Foodbanks in den „Mining Valleys“

Um unsere Perspektive zu erweitern und tiefer in die Geschichte der Bergbauregion und ihrer Menschen einzutauchen, besuchten wir außerdem zwei kleinere Ortschaften, die circa 45 Minuten außerhalb von C-Town in einem der früher vom Bergbau geprägten Täler liegen. Dort trafen wir in sogenannten „Foodbanks“ auf bedürftige Personen, mit denen wir aufschlussreiche Gespräche führen konnten. Angesiedelt waren diese Essensausgaben in zwei Kirchengebäuden, wobei eines nicht mehr als Kirche genutzt wurde. Träger der Foodbanks ist der Trussel Trust, ein christliche Charity-Organisation, die im gesamten Vereinigten Königreich Essensausgaben und Suppenküchen betreibt. Die Hilfe, die diese nationale Stiftung anbietet, soll auf besondere Notsituationen beschränkt sein und keine Routine werden.  Die Essenspenden werden daher nur gegen einen Voucher ausgegeben, in dem die Notsituation bescheinigt wird. Institutionen, die diese Gutscheine ausgeben, sind z.B. das JobCentre, aber auch Sozialarbeiter oder verschiedene andere lokal ansässige Einrichtungen. Einige Charity Shops verteilen die Gutscheine aber auch. Insgesamt verlassen sich die Freiwilligen in den Foodbanks darauf, dass die Einrichtungen die Lebenssituationen der Klienten angemessen beurteilen. Formal wird eine als „Missbrauch“ verstandene regelmäßige Nutzung der Foodbanks dadurch verhindert, dass man in sechs Monaten maximal dreimal für drei Tage Unterstützung beziehen kann.

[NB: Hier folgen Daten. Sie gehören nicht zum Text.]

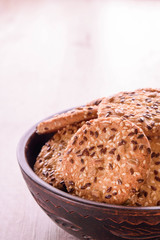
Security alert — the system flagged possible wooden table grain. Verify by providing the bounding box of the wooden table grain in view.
[0,0,160,240]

In beiden besuchten Foodbanks stellten wir uns der jeweiligen Kontaktperson kurz vor und übergaben kleinere Spenden, die wir mitgebracht hatten. Danach mischten wir uns unter die Leute und tranken mit ihnen Tee. Schnell ergaben sich aus diesen Gesprächen meist Unterhaltungen über unsere Arbeit und nach kurzer Skepsis einige Einzelinterviews. Sowohl mit Personen, die die Foodbank in Anspruch nehmen, als auch mit Freiwilligen, die die Foodbank organisieren und vor Ort betreiben, konnten wir dabei sprechen. So erhielten wir einige Einblicke in die Lebensrealität von Bedürftigen, aber auch in die Denkweisen und Beweggründe der „Volunteers“ vor Ort.